Buch-Präsentation und Lesung „Verbannung“, Hauptbücherei Wien - 16. Oktober 2013

Luis Krausz

Luis Krausz

Anlässlich der Rolle Brasiliens als Gastland bei der Frankfurter Buchmesse 2013 veranstaltete die Hauptbücherei Wien am Gürtel Mitte Oktober eine interessante und gut besuchte Lesungs-Serie brasilianischer Autoren, unter anderen auch des durch seine dezidierte Gesellschaftskritik auf der Frankfurter Buchmesse hervor getretenen Luiz Ruffato. Am 16.10. las der 1961 als Kind aus Österreich exilierter Juden in São Paulo geborene Luis S. Krausz aus seinem 2011 erschienenen Roman „Verbannung – Erinnerungen in Trümmern“ (auf Portugiesisch „Desterro: Memórias em ruínas“). Krausz studierte klassische Philologie und Hebräisch an der Columbia University of Pennsylvania und an der Universität Zürich. Er ist Autor einer Reihe literarischer Werke und übersetzte Elfriede Jelineks „Die Klavierspielerin“, „Das Nibelungenlied“ und Gustav Schwabs „Sagen des klassischen Altertums“ ins Portugiesische.

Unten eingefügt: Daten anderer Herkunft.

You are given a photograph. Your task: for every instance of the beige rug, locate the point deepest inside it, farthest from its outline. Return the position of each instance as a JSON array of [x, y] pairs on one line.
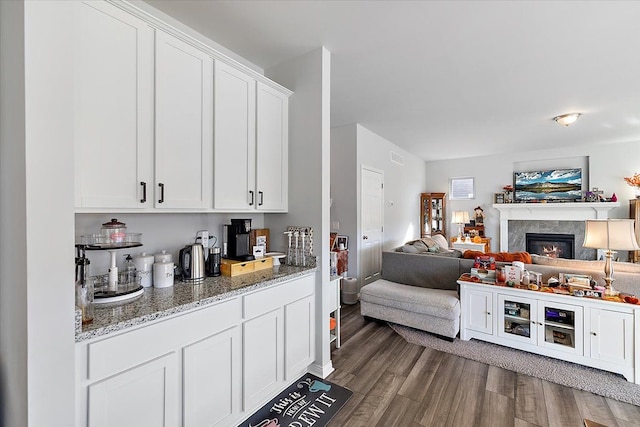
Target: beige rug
[[553, 370]]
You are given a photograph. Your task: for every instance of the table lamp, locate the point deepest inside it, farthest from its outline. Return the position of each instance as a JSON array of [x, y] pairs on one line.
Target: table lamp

Auf Einladung der Biblioteca Nacional war Krausz Mitglied der offiziellen Delegation brasilianischer Autoren bei der Frankfurter Buchmesse 2013. „Desterro: Memórias em ruínas“ wurde bereits mit dem Prêmio Benvirá de Literatura 2013 ausgezeichnet.

Luis Krausz mit Verena Cathrin-Bauer

Luis Krausz mit Verena Cathrin-Bauer

Ich kenne Luis S. Krausz persönlich seit vielen Jahren, als er noch Lektor und Redakteur am Jüdischen Gemeindezentrum von São Paulo im Stadtteil Sumaré war und die Zeitschrift „Revista 18“ (Zeitschrift des Lebens) herausgab. Ich konnte über eine Reihe von Jahren die Ausstellungen des Jüdischen Museums Wien für diese „Revista 18“ besprechen, insbesondere jene über jüdische Musiker mit historischem Wien- und Österreichbezug.

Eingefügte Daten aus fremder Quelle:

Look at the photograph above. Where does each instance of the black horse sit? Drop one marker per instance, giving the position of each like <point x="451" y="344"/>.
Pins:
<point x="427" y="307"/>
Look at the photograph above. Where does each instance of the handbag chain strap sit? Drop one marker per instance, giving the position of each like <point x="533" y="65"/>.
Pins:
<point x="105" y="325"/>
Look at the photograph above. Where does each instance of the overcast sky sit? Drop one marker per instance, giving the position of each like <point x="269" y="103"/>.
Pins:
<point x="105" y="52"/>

Die Literaturwissenschaftlerin Verena-Cathrin Bauer moderierte die Lesung, die auf Portugiesisch und – in der Übersetzung von Manfred von Conta – auch auf Deutsch erfolgte. Krausz schilderte, dass der Anlass für den Roman eine unerwartete Einladung des Jüdischen Museums Berlin war, über deutschsprachige Juden zu recherchieren, die nach Brasilien ausgewandert waren. Er sollte dazu Interviews in Brasilien machen. Es leuchtete ihm dabei ein, dass dies eine Welt war, die im Begriff war, völlig zu verschwinden. „Es waren viele alte Leute ohne Beziehung zur deutschen Kultur.“ So entschloss er sich, seine Erfahrungen mit dieser Studie, die zur einer Ausstellung im Jüdischen Museum Berlin führte und zu der ein Katalog mit dem Titel „Heimat und Exil“ heraus gekommen ist, im Rahmen des Romans „Verbannung“ aufzuzeichnen. Es handelt sich also nicht um eine Autobiographie, was angesichts seines eigenen Lebensweges vielleicht nahegelegen hätte. Krausz schildert neben Geschichten aus seinem eigenen Umfeld andere plausible Geschichten, wie sie sich immer wieder abgespielt haben und abgespielt haben könnten.

L. Krausz

L. Krausz

Die meisten Auswanderer waren vor dem I. Weltkrieg ausgewandert und wollten mit der Pflege der alten Bräuche gute Erinnerungen an ihre alte Heimat bewahren. „Sie wollten wieder deutsch sein – aber in Brasilien“ so Krausz, und die späteren wegen der Judenverfolgung Ausgewanderten wollten sich ein Bild von Europa vor 1933 bewahren – sozusagen wie Stefan Zweig in „Das Bild von gestern“ (Petropolis bei Rio). Die Auswanderer der 1920er Jahre gingen weg um abzuwarten, sie wollten zurück nach Deutschland kommen. Dann entwickelte sich aber leider alles ganz anders, und sie blieben für immer. Krausz bezeichnet seinen Roman als so etwas wie die „Deponie verlorener Stunden“. Dabei ist ihm wichtig zu unterstreichen, dass die Auswanderer, obwohl sie Juden waren, ihr Deutschtum bewahren wollten. Sie fühlten sich weiterhin als Deutsche mit jüdischer Tradition, was im übrigen auch der jüdischen Emanzipation des 19. Jahrhunderts entspricht.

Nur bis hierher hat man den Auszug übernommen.